Copolymer A is used in the exemplary cosmetic agents in partially neutralized or neutralized form. In an exemplary embodiment, at least one alkanolamine is used for neutralization. Exemplary alkanolamines usable as an alkalizing agent are selected from primary amines with a C₂-C₆ alkyl parent substance which bears at least one hydroxyl group. Exemplary alkanolamines are selected from the group formed from 2-aminoethan-1-ol (monoethanolamine), tris(2-hydroxyethyl)-amine (triethanolamine), 3-aminopropan-1-ol, 4-aminobutan-1-ol, 5-aminopentan-1-ol, 1-aminopropan-2-ol, 1-aminobutan-2-ol, 1-aminopentan-2-ol, 1-aminopentan-3-ol, 1-aminopentan-4-ol, 3-amino-2-methylpropan-1-ol, 1-amino-2-methylpropan-2-ol, 3-aminopropane-1,2-diol, 2-amino-2-methylpropane-1,3-diol.
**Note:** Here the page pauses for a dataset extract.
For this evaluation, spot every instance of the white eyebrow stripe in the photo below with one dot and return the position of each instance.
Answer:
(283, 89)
Exemplary alkanolamines are selected from the group 2-aminoethan-1-ol, 2-amino-2-methylpropan-1-ol and 2-amino-2-methylpropane-1,3-diol. 2-Amino-2-methylpropanol is a suitable neutralizing agent. Exemplary cosmetic agents contain at least one alkanolamine, such as 2-amino-2-methylpropanol. 2-Amino-2-methylpropanol is used in exemplary agents in a quantity which does not exceed the quantity needed to neutralize copolymer A. The quantities of 2-amino-2-methylpropanol used in exemplary agents amounts to from about 80 to about 100%, such as from about 90 to about 100%, for example from about 95 to about 100% of the quantity required for complete neutralization of copolymer A. In an exemplary embodiment, the proportion by weight of 2-amino-2-methylpropanol in the total weight of the cosmetic agent amounts to from about 0.1 to about 4.0 wt. %, such as from about 0.2 to about 3.0 wt. %, for example from about 0.5 to about 2.0 wt. %.

In addition to the previously described copolymers and carrier substances, exemplary cosmetic agents may contain further ingredients. The group of these further ingredients in particular includes cosmetically active auxiliary substances and additives.
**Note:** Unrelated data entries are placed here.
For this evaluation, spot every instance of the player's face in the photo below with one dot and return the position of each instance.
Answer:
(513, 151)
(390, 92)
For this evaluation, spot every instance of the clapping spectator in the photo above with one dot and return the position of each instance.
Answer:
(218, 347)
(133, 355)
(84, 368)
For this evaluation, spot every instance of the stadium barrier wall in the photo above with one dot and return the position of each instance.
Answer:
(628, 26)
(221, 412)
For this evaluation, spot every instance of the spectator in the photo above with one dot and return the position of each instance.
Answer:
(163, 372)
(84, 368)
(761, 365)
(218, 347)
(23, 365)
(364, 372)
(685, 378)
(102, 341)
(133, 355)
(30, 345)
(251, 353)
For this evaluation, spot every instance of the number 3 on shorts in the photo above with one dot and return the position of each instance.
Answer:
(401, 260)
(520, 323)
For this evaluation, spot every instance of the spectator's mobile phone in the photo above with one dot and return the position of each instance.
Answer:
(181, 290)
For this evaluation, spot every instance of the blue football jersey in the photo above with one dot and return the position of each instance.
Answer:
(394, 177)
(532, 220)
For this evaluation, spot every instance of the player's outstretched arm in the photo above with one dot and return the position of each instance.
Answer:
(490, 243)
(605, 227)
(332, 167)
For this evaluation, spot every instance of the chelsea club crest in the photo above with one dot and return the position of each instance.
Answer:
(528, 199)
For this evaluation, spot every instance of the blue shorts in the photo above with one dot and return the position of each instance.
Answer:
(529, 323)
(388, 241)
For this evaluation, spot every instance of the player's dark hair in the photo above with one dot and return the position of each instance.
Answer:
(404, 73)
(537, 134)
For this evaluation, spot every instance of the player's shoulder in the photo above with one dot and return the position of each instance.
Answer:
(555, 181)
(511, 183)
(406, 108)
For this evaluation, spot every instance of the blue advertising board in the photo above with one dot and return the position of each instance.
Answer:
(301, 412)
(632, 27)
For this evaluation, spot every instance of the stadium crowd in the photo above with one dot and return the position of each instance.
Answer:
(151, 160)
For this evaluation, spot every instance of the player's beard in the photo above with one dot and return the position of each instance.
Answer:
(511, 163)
Exemplary cosmetic agents contain at least one quaternary ammonium compound. Monomeric or polymeric active substances may be used as the quaternary ammonium compound.

From the plurality of possible monomeric quaternary ammonium compounds, the compounds from the groups:

trimethylalkylammonium halides;

esterquats

quaternary imidazolines

are effective.

The group of trimethylalkylammonium halides in particular includes the compounds of formula (Tkat1).

In the formula (Tkat1), R1, R2, R3 and R4 in each case mutually independently denote hydrogen, a methyl group, a phenyl group, a benzyl group, a saturated, branched or unbranched alkyl residue with a chain length of 8 to 30 carbon atoms, which may optionally be substituted with one or more hydroxyl groups. A denotes a physiologically acceptable anion, for example halides such as chloride or bromide and methosulfates.

Examples of compounds of formula (Tkat1) are lauryltrimethylammonium chloride, cetyltrimethylammonium chloride, cetyltrimethylammonium bromide, cetyltrimethylammonium methosulfate, dicetyldimethylammonium chloride, tricetylmethylammonium chloride, stearyltrimethylammonium chloride, distearyldimethylammonium chloride, lauryldimethylbenzylammonium chloride, behenyltrimethylammonium chloride, behenyltrimethylammonium bromide, behenyltrimethylammonium methosulfate. Exemplary cosmetic agents contain a monomeric quaternary ammonium compound from the group of trimethylalkylammonium halides.

Exemplary quaternary ammonium compounds are the cationic betaine esters of formula (Tkat1-2.1).

Exemplary esterquats are those with the trade names Armocare VGH-70, and Dehyquart® F-75, Dehyquart® L80, Stepantex® VS 90 and Akypoquat® 131.

A further group are quaternary imidazoline compounds. The formula (Tkat2) illustrated below shows the structure of these compounds.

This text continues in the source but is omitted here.